Der Priester sei froh, wenn ein unverkrampfter Umgang mit Muslimen möglich ist, selbst wenn Rachegefühle vorhanden sind. Sein Buch beschreibt im gewissen Sinn den Traum von einer besseren Welt. Er möchte helfen, diese mit umzusetzen. Selbst in der tiefsten Krise möchte er alles tun, damit sich der Wille Gottes erfüllen könne. Der Autor ist davon überzeugt, dass Gott auch aus dem Bösen Gutes erwachsen lassen kann. Dies erlebe er mit den Christen vor Ort, „Kleinprojekte im Bereich des Möglichen“ und durch eine Hingabe ohne Hintergedanken.

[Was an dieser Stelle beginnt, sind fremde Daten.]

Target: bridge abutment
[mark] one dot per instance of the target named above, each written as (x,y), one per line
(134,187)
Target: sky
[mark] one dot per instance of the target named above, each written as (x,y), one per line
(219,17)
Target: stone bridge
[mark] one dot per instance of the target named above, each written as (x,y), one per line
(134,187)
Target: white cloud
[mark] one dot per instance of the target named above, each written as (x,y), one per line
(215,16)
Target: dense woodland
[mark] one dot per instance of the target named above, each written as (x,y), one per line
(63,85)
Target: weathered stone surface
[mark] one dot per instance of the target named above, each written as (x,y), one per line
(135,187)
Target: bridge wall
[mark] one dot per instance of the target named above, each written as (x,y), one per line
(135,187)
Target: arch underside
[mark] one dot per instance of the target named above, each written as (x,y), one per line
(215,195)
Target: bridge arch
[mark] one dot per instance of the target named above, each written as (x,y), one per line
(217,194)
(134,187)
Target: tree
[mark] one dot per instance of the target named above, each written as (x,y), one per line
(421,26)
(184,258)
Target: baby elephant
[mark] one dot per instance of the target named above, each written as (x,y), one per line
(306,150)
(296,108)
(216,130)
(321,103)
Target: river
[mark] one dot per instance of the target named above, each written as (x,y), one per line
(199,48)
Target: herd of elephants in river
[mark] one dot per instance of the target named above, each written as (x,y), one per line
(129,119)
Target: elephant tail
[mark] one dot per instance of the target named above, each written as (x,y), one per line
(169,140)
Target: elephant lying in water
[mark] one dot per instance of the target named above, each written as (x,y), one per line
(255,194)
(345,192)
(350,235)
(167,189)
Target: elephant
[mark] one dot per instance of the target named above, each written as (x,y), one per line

Beim Lesen entsteht der Eindruck, dass der Autor so voller Hoffnung aufgesogen ist, dass er gar nicht anders kann, als diese weiterzugeben. Trotz der vielen Erschütterungen und Tiefschläge ist das Buch ein starkes Plädoyer gegen den Hass, dem der Autor mit seinem festen Glauben entgegentritt. In allen Ungewissheiten versucht er mit seinen Brüdern „Propheten der Hoffnung“ zu sein. (pro)

Ibrahim Alsabagh: „Hoffnung in der Hölle – Als Franziskaner in Aleppo“, Herder-Verlag, 18 Euro, ISBN 9783451378638.